They do that, but when tested independently, it is widely known among PEMF developers/manufacturers that these numbers are very often over-stated by a factor of 10x to 100x. So, the published information (which are nothing more than advertisements, since people think they are buying PEMF by the Gauss) can not be accurately used for comparison. Comparing PEMF products by their published Gauss is like comparing automobiles by the setting on the radio. Sure, you can do this, but really, it is irrelevant. And I explain this, many, many, many times.
Most of the figures given by PEMF marketers are, in fact, are intentionally misleading.
With all that being said, under standard testing conditions, which I had to establish for our products for manufacturing process control and calibration, yields reliable numbers.
Since I have been asked this same question, the wrong question, thousands of times, here it is again:
First, find the BIOLOGICALLY MEANINGFUL AND RELEVANT numbers on pages 11 and 12 of the comparison document, which shows the magnetic field generation for all four current ICES-PEMF products:
This has been posted publicly and has been readily available for several years.
But this is not the number you are asking for (Gauss), it is kG/s, the correct, physically and biologically meaningful units.
To get the number you want, you would need to multiply that number by the pulse width (100 microseconds, or 0.0001 second)
For example, the standard peak Gauss measurement (1,700 kG/s) is achieved in 0.0001 seconds.

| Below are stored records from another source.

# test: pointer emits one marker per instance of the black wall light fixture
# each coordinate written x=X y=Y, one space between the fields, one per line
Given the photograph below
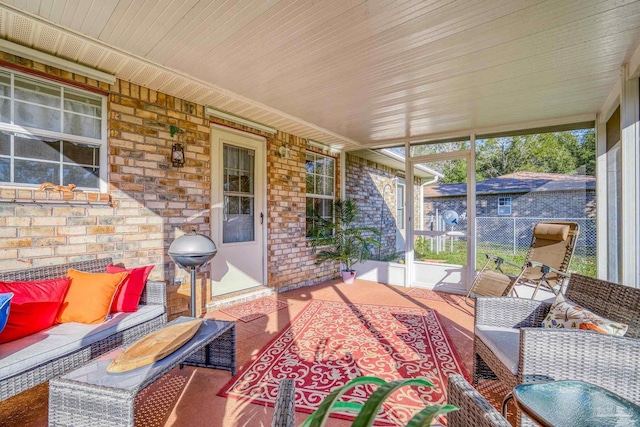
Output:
x=177 y=155
x=177 y=150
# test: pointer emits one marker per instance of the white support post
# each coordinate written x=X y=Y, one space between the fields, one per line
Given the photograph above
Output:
x=602 y=264
x=410 y=206
x=629 y=116
x=471 y=212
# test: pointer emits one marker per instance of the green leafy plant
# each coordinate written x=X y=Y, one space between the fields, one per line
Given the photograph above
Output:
x=366 y=414
x=341 y=238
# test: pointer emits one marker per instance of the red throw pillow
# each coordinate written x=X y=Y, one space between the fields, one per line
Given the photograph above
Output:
x=34 y=306
x=128 y=294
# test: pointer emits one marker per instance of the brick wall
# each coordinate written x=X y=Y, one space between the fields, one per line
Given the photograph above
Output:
x=149 y=202
x=290 y=262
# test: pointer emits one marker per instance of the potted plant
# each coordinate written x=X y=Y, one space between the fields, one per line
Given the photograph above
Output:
x=342 y=239
x=367 y=412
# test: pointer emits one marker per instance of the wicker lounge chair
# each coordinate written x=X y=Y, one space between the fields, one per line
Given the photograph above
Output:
x=23 y=378
x=546 y=264
x=510 y=345
x=474 y=410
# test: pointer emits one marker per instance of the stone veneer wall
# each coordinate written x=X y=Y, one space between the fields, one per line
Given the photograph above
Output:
x=373 y=188
x=149 y=202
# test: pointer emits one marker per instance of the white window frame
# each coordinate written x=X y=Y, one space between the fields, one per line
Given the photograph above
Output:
x=321 y=196
x=100 y=143
x=503 y=203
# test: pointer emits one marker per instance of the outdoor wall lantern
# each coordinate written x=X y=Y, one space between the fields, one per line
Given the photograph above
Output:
x=177 y=150
x=177 y=155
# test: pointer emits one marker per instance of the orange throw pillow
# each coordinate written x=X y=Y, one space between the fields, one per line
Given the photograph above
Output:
x=89 y=297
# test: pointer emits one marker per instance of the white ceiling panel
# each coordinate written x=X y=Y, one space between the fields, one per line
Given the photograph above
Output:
x=351 y=73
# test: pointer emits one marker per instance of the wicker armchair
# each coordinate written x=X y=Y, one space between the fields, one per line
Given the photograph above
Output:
x=510 y=345
x=474 y=410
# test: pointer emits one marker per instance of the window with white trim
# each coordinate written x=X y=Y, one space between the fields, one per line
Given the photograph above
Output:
x=320 y=187
x=504 y=205
x=50 y=133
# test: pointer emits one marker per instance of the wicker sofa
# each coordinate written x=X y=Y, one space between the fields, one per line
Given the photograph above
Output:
x=473 y=409
x=511 y=346
x=31 y=360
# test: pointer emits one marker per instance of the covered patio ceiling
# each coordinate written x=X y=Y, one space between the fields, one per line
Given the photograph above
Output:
x=351 y=74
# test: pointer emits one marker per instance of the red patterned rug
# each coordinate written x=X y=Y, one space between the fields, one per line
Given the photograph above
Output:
x=432 y=295
x=329 y=343
x=252 y=310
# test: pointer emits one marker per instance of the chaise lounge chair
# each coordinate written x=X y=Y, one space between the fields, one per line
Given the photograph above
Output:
x=546 y=264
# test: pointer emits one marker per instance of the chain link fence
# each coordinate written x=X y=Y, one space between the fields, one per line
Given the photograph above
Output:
x=514 y=234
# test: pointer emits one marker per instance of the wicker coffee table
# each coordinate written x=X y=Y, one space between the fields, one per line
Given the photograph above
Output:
x=90 y=396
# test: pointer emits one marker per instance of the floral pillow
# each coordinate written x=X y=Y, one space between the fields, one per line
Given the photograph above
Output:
x=567 y=314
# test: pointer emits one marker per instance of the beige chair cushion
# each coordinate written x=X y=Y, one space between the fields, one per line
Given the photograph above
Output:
x=567 y=314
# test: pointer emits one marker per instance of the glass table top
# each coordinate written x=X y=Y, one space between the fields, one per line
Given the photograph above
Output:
x=575 y=403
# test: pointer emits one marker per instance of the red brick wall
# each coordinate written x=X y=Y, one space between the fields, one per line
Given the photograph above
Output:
x=150 y=202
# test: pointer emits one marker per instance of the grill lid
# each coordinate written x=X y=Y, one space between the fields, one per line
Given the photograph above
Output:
x=192 y=250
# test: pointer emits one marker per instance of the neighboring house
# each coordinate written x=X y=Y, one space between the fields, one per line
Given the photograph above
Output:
x=530 y=196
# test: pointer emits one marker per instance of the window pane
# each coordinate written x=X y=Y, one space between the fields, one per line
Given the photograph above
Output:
x=233 y=182
x=310 y=180
x=5 y=84
x=35 y=148
x=76 y=153
x=5 y=170
x=5 y=110
x=319 y=185
x=32 y=172
x=329 y=167
x=309 y=164
x=231 y=157
x=82 y=125
x=80 y=176
x=38 y=117
x=246 y=205
x=82 y=103
x=5 y=144
x=329 y=186
x=37 y=92
x=245 y=183
x=327 y=209
x=232 y=205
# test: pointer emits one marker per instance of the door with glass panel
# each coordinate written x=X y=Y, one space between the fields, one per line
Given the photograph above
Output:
x=238 y=212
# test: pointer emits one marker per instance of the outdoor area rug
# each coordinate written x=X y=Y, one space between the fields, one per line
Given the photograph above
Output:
x=329 y=343
x=432 y=295
x=252 y=310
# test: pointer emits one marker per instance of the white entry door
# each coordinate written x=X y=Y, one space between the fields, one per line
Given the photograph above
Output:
x=238 y=210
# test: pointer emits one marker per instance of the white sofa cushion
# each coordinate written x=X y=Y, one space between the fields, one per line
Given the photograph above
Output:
x=33 y=350
x=503 y=342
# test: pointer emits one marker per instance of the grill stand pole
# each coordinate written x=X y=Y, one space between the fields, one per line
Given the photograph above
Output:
x=193 y=291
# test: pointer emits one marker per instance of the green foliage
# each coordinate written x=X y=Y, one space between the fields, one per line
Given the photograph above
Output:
x=557 y=152
x=367 y=412
x=342 y=239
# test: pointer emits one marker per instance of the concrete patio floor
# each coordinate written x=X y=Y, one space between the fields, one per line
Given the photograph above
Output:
x=190 y=395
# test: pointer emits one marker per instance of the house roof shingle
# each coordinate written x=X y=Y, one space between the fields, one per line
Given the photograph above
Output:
x=518 y=182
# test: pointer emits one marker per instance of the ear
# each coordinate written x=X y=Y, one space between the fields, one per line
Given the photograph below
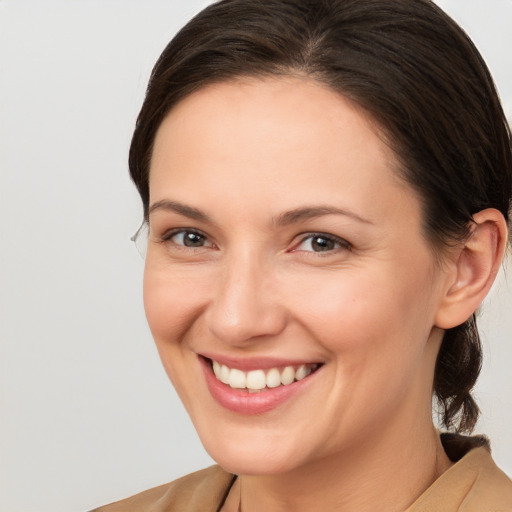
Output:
x=474 y=268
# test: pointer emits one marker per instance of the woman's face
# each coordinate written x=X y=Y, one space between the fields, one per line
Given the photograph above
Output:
x=284 y=247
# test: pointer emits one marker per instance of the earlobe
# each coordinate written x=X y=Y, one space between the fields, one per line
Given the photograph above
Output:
x=475 y=267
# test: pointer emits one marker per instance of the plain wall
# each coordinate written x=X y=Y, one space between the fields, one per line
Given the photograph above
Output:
x=87 y=413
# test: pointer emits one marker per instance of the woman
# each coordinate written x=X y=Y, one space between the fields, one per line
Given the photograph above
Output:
x=327 y=186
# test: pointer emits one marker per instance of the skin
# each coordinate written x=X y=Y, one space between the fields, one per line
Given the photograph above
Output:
x=371 y=309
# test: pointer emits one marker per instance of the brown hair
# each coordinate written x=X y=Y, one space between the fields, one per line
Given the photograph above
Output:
x=412 y=68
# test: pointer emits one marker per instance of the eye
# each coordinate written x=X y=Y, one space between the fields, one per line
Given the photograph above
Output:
x=321 y=242
x=188 y=238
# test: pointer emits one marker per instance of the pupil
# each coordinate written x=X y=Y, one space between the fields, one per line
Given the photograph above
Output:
x=322 y=244
x=193 y=240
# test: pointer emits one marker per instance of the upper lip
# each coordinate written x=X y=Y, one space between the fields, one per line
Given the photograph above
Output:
x=256 y=363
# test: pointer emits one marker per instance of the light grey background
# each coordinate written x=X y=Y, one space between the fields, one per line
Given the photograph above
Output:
x=87 y=414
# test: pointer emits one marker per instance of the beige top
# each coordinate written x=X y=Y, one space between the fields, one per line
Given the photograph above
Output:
x=473 y=484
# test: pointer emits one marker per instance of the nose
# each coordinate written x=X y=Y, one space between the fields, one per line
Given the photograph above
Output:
x=245 y=305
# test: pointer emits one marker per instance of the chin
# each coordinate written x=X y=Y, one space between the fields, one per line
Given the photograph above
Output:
x=244 y=456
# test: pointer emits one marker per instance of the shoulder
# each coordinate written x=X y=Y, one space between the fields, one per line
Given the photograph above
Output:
x=201 y=491
x=473 y=484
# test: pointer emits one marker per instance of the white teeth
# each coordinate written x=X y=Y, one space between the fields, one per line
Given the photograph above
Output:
x=288 y=376
x=237 y=379
x=216 y=369
x=273 y=378
x=302 y=372
x=257 y=380
x=224 y=374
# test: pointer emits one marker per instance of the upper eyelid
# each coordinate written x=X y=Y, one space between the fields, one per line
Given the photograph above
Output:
x=300 y=238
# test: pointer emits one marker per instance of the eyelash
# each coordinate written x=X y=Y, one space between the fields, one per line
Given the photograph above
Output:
x=167 y=237
x=342 y=244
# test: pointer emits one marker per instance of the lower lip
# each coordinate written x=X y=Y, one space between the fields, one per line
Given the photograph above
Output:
x=243 y=402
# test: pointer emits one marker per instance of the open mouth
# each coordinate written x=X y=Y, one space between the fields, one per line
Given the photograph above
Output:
x=258 y=380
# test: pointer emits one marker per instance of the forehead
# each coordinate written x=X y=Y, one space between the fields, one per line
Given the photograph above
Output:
x=275 y=141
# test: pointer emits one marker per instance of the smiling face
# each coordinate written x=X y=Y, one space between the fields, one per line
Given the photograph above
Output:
x=287 y=256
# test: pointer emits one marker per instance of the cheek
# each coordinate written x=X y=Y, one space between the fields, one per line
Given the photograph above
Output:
x=357 y=311
x=171 y=302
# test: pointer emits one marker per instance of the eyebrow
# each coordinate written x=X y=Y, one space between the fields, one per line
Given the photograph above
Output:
x=312 y=212
x=181 y=209
x=284 y=219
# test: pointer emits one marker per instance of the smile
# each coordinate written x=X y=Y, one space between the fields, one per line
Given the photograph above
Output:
x=260 y=379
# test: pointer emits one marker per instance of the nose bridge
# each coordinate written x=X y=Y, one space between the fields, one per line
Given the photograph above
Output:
x=243 y=306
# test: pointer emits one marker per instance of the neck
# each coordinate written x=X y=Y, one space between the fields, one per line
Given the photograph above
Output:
x=386 y=475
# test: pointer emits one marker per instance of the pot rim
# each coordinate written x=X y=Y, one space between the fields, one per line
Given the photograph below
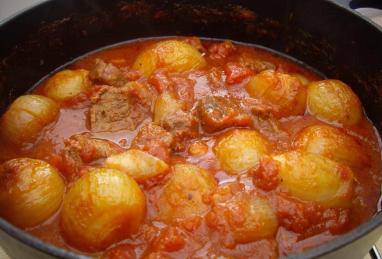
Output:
x=323 y=249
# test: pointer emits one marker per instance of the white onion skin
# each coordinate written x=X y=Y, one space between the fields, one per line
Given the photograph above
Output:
x=333 y=143
x=334 y=101
x=182 y=195
x=286 y=93
x=138 y=164
x=26 y=117
x=315 y=178
x=240 y=150
x=31 y=191
x=102 y=207
x=172 y=55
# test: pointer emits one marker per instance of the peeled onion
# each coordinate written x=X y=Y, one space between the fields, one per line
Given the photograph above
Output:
x=173 y=55
x=334 y=101
x=67 y=84
x=315 y=178
x=26 y=117
x=31 y=191
x=102 y=207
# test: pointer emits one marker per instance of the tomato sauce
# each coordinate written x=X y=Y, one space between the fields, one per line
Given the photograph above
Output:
x=301 y=224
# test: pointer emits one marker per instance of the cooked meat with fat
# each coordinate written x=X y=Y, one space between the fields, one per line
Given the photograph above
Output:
x=155 y=140
x=183 y=126
x=217 y=113
x=117 y=108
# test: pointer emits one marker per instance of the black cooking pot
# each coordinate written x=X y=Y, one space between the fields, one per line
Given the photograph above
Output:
x=325 y=35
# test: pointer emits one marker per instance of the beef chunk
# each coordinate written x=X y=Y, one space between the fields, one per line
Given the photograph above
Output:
x=217 y=113
x=183 y=126
x=107 y=73
x=116 y=108
x=236 y=73
x=154 y=140
x=182 y=87
x=83 y=148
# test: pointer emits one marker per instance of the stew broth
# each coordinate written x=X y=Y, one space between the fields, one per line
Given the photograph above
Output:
x=220 y=228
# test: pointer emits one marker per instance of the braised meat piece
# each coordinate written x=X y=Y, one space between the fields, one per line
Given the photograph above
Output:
x=106 y=73
x=183 y=88
x=217 y=113
x=117 y=108
x=221 y=50
x=155 y=140
x=236 y=73
x=83 y=148
x=183 y=126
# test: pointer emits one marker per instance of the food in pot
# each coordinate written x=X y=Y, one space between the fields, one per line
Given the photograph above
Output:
x=188 y=148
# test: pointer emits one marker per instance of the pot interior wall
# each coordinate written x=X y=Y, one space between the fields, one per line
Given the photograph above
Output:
x=338 y=43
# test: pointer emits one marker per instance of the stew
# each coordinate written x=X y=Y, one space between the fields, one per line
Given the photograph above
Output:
x=188 y=148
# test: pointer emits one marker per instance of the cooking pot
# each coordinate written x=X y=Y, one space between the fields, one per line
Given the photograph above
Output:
x=323 y=34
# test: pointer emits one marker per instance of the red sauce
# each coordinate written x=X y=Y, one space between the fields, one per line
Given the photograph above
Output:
x=301 y=224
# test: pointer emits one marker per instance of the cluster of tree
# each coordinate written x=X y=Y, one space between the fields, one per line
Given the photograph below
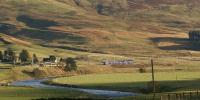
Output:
x=9 y=56
x=70 y=64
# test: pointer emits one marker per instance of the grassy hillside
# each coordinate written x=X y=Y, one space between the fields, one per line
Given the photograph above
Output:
x=128 y=27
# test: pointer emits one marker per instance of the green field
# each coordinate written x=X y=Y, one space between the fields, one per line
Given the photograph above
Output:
x=133 y=81
x=26 y=93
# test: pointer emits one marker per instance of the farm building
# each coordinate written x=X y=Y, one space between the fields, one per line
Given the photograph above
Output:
x=51 y=61
x=194 y=35
x=119 y=62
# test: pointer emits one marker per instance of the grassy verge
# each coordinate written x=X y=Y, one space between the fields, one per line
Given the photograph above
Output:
x=26 y=93
x=133 y=81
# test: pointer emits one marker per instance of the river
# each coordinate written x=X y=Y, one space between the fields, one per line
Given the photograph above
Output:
x=39 y=84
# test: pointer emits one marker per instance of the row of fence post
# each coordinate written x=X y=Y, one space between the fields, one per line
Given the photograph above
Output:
x=181 y=96
x=173 y=96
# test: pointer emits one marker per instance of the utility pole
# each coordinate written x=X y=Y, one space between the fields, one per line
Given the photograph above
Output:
x=153 y=79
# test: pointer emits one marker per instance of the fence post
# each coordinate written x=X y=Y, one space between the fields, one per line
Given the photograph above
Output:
x=190 y=95
x=177 y=96
x=168 y=96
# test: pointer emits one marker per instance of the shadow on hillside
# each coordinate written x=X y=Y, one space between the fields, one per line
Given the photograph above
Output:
x=36 y=23
x=50 y=36
x=182 y=43
x=65 y=47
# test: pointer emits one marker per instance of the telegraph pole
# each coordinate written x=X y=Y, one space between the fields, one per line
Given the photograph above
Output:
x=153 y=79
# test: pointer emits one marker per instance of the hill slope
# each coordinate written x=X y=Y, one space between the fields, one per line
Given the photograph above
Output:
x=122 y=27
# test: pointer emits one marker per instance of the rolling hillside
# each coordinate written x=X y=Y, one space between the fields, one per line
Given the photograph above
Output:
x=121 y=27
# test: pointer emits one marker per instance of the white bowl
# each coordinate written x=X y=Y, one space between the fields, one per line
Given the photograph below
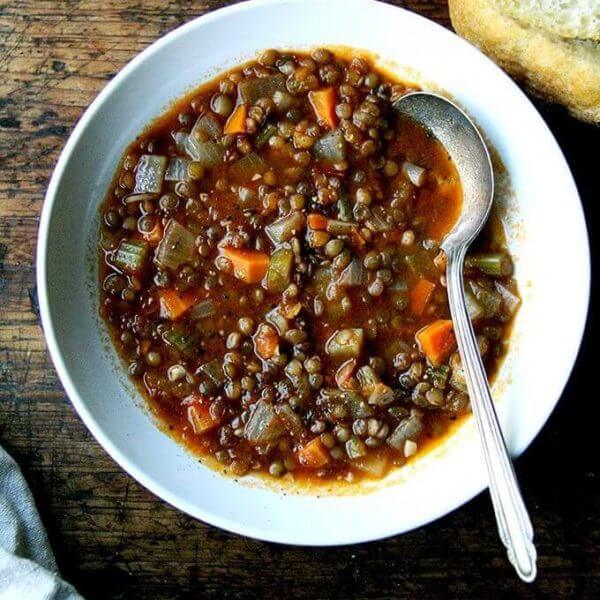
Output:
x=546 y=231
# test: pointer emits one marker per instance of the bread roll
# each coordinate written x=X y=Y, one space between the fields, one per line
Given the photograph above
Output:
x=560 y=69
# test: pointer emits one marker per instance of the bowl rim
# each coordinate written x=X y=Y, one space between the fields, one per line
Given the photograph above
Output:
x=50 y=333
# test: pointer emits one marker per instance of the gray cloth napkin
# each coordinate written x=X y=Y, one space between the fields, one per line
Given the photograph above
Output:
x=28 y=569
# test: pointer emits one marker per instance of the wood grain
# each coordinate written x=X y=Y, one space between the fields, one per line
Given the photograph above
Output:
x=113 y=539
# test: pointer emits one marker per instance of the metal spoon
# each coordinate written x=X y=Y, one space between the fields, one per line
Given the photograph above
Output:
x=465 y=145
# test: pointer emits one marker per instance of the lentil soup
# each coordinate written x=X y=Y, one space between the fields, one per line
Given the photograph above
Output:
x=271 y=272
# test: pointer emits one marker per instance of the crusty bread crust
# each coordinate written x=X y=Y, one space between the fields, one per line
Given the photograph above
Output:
x=564 y=71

This means that the peak Gauss level will be 170 Gauss. Gauss can be converted to Tesla: 1 Tesla = 10,000 Gauss
But, this is the wrong number to use for comparisons with any other product, unless
(1) all testing conditions are known to be identical (they are not),
(2) the pulse shape and duration is identical (they are definitely not),
(3) the measurements are taken correctly (most PEMF marketers never actually measure the real performance of their device because it is difficult and expensive to do: it is just easier to make something up),
(4) the assumption that it will be reported accurately (it is known that this is frequently not the case)
I think that is the number you want, but it is absolutely irrelevant and incorrect to use it in comparison to other PEMF systems that function differently. The correct number to ask for has units of kG/s, but not a single PEMF manufacturer that I know of, last time I looked, actually knows, understands, measures, or reports this biolophysically critical value.